In [31]: series[index]
Out[31]:
2011-01-01 09:00:00-08:00 2
2011-02-02 03:00:00-08:00 6
dtype: int64
In [32]: index
Out[32]:
2011-01-01 00:00:00-08:00 2011-01-01 09:00:00-08:00
2011-02-02 00:00:00-08:00 2011-02-02 03:00:00-08:00
dtype: datetime64[ns, America/Los_Angeles]
# this doesn't understand timezones at all (yes it is DISPLAYING the local timezone, but this is a bug as well in numpy)
In [33]: index.values
Out[33]: array(['2011-01-01T17:00:00.000000000', '2011-02-02T11:00:00.000000000'], dtype='datetime64[ns]')
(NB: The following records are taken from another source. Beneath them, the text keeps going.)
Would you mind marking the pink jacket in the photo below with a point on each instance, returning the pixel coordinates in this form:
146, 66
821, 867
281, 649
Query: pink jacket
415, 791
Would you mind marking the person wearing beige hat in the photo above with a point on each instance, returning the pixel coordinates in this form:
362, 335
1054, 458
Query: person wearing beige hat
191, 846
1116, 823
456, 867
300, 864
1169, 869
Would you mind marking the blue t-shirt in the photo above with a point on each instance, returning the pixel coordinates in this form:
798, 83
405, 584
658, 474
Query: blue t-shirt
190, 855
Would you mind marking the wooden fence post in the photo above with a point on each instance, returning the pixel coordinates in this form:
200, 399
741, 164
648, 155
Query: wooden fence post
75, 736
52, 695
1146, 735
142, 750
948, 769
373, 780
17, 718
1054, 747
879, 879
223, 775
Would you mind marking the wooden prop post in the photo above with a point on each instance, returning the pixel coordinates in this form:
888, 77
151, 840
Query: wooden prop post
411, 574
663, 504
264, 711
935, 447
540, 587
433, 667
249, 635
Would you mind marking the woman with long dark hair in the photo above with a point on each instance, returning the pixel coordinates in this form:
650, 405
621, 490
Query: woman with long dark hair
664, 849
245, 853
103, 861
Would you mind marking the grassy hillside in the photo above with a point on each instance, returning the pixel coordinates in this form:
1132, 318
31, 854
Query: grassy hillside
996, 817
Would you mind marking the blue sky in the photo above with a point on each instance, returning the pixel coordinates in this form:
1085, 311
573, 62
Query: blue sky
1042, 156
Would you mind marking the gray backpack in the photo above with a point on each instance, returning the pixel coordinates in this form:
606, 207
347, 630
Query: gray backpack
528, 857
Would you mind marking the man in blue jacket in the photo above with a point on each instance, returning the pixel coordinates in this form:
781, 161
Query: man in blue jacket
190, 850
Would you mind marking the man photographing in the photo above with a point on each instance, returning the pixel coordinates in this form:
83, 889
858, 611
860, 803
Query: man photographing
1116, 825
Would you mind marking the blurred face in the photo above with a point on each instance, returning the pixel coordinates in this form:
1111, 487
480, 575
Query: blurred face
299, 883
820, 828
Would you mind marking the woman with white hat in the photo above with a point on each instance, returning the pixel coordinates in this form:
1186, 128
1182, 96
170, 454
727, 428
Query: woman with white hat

Comment From: jorisvandenbossche
@jeremywhelchel As @jreback pointed out, datetime data with a timezone were previously stored as object
dtype (which is not efficient), and this was changed in 0.17.
This was a huge improvement for dealing with timezone data in columns, but as a consequence of the refactor, the .values
is no longer returning Timestamp
objects, but a datetime64 array:
In [19]: index.values
Out[19]:
array([Timestamp('2011-01-01 09:00:00-0800', tz='America/Los_Angeles'),
Timestamp('2011-02-02 03:00:00-0800', tz='America/Los_Angeles')], dtype=o
bject)
In [20]: pd.__version__
Out[20]: '0.16.2'
vs
In [24]: index.values
Out[24]:
array(['2011-01-01T18:00:00.000000000+0100',
'2011-02-02T12:00:00.000000000+0100'], dtype='datetime64[ns]')
In [25]: pd.__version__
Out[25]: '0.18.1
And this is the reason you cannot longer access the elements using the .values
(but as @jreback said, you don't need to)
Comment From: jeremywhelchel
Thanks for the explanation @jreback and @jorisvandenbossche. I'm upgrading Pandas at my organization. This behavior caused a handful of breakages in our codebase, so we just wanted to make sure it was intended. I agree storing the array rather than a series of individual timestamps is an improvement. Thanks for the fix!